How to write a Zarr store - 2.0#

Note

This example shows how to configure the encoding for Zarr stores created according to the v2 specification. The more recent v3 specification requires subtle adjustments, particularly with regard to compression definitions.

In general, writing a Zarr store is as easy as calling the to_zarr method on an Xarray dataset. However, in practice, there are some tricks that can make the process more robust in certain circumstances.

First, we will again load a dummy dataset to work with:

import intake


cat = intake.open_catalog("https://tcodata.mpimet.mpg.de/internal.yaml")
ds = cat.HIFS(datetime="2024-09-01").to_dask()
ds = ds.sel(time=slice("2024-09-01", "2024-09-01 18:00"))

Region writes#

When writing large datasets (as we encourage) it might be necessary to split the processing into several chunks. Fortunately, the Zarr specification allows this to be hadnled quite easily.

Initially, we will pass the compute=False keyword to the to_zarr method. This will create the Zarr store including all metadata, but not write any actual data chunks:

ds.to_zarr("test_dataset2.zarr", compute=False, zarr_format=2)
Delayed('_finalize_store-b72a3b2c-568f-4457-a151-9b7659c80c80')

In a next step, we can use a region write to fill a specific data region with the actual data.
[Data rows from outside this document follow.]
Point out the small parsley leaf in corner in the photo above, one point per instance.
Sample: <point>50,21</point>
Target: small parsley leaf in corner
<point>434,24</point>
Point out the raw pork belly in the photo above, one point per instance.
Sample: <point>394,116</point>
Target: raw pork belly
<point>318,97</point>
All variables in the dataset must share the dimension of the region write, so we’ll need to remove crs and level first. Using this approach, it is easy to split a long processing job into several batches, which can even be run in parallel (!).
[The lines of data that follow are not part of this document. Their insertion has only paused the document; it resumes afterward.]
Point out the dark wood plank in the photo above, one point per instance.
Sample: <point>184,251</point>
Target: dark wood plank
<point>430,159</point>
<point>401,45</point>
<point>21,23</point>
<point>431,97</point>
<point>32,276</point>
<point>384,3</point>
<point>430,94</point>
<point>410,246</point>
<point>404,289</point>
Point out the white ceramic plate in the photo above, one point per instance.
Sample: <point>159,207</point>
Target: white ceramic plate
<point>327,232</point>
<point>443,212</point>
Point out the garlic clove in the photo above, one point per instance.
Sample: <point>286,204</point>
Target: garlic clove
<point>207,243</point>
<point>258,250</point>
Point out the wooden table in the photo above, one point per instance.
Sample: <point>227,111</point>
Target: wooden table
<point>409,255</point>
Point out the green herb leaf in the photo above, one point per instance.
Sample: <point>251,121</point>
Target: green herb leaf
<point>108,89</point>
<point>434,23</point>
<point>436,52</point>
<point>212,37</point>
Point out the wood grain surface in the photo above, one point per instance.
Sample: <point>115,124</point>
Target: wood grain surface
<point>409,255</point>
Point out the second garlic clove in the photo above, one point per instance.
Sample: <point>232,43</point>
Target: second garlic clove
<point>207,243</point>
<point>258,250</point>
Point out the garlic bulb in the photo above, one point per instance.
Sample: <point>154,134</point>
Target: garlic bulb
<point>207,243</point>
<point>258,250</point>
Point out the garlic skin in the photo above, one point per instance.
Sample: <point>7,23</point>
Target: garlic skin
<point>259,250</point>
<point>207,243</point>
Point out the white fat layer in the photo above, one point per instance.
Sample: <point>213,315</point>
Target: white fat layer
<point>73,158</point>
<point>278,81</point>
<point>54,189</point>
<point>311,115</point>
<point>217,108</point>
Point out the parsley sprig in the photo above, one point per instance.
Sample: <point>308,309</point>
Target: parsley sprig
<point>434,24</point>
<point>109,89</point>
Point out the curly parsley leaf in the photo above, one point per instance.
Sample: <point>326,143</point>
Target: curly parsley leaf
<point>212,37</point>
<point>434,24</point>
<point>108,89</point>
ds.drop_vars(["crs", "level"]).isel(time=slice(24, 48)).to_zarr(
    "test_dataset2.zarr", region={"time": slice(24, 48)}, zarr_format=2
)
<xarray.backends.zarr.ZarrStore at 0x7f62a5388360>

Number of inodes (files)#

Internally, a Zarr store consists of directories containing data chunks for each variable. By default, when writing data in Zarr v2 format, all data chunks are stored in one directory per variable, with dimensions separated by a dot in the file name (e.g. 0.1.2). For larger datasets, this can result in millions of files in a single directory, which certain file systems (e.g. LUSTRE) do not handle well.
One solution is to use / as the so called dimension separator, creating additional levels of directories, each containing significantly fewer files. When writing Zarr according to the v3 specification (zarr_format=3), this nested directory structure is used by default.

Enable retries via HTTP#

When writing to an object store via HTTP, it is possible that packages may get lost. One way to mitigate this issue is to define a client that will retry the delivery if an error occurs. This can be done in the following way using the aiohttp pacakge:

async def get_client(**kwargs):
    import aiohttp
    import aiohttp_retry

    retry_options = aiohttp_retry.ExponentialRetry(
        attempts=3, exceptions={OSError, aiohttp.ServerDisconnectedError}
    )
    retry_client = aiohttp_retry.RetryClient(
        raise_for_status=False, retry_options=retry_options
    )
    return retry_client


ds.to_zarr(
    "https://path/to/test_dataset.zarr",
    storage_options={"get_client": get_client},
    zarr_format=2,
)